Québec Coroner calls for “deprivatization” of long-term care facilities
In a scathing report released Monday, Québec Coroner Géhane Kamel makes 23 recommendations, including suggesting the Québec government rapidly review services offered to the elderly, and convert private care facilities to semi public status.
Kamel calls for “déprivatisation du système” and a turn toward home care. Her full report can be requested here.
“People in Canada deserve equal access to quality care and quality working conditions,” says Pauline Worsfold, RN and Chair of the Board of the Canadian Health Coalition. “We need the government to move forward with developing national, enforceable standards through a Safe Long-Term Care Act, including removing for-profit companies from long-term care.”
“People in Canada deserve equal access to quality care and quality working conditions”
PAULINE WORSFOLD, RN AND CHAIR OF THE CANADIAN HEALTH COALITION
According to the Globe and Mail’s Tu Thanh Ha, many Québec long-term care (LTC) facilities, known by the French abbreviation CHSLD (centres d’hébergement et de soins de longue durée), are dismal places where disillusion and discomfort reign. The pandemic made those living environments into charnel houses – even the ones with reputations for adequate conditions.
Canada had the highest recorded long-term care death tolls among wealthy countries during the first wave of COVID-19, but Québec is the only province that has held an official probe, including public hearings, with testimony from hundreds of witnesses, into what went wrong and why.
The Québec coroner’s inquest examined four public nursing homes and three operated by the private sector.
4,836 elderly people died in Québec long term care facilities during the pandemic. 3,675 were in CHSLDs. Not all died of COVID. An unknown number died in residences of starvation, dehydration, or sedation with morphine, rather than being sent to hospital where they might have had a chance to survive, according to evidence presented at the coroner’s inquiry.
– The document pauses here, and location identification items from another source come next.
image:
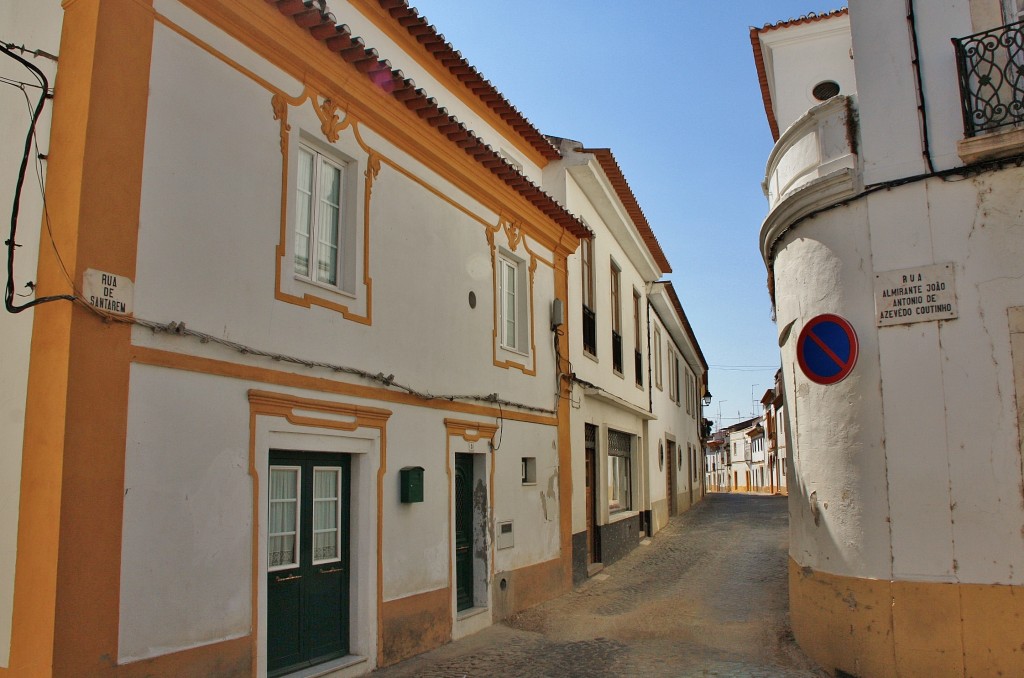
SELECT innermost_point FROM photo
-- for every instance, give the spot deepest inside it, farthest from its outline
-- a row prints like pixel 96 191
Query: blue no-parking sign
pixel 826 348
According to the Canadian Institute for Health Information, 88 per cent of Quebec’s 440 LTC homes are public, the second-highest provincial ratio.
Québec also has fewer LTC beds available per capita. The national average is 29 beds per 1,000 people aged 65 and older, while Québec’s ratio is 24.
As a result, thousands are on waiting lists for a nursing-home bed. The year before the pandemic, nearly 2,400 were on standby. The current waiting list has over 3,300 names.
In March Health Minister Jean-Yves Duclos made no commitment to bring about a Safe Long-Term Care Act, despite it being an important pledge during last year’s election campaign.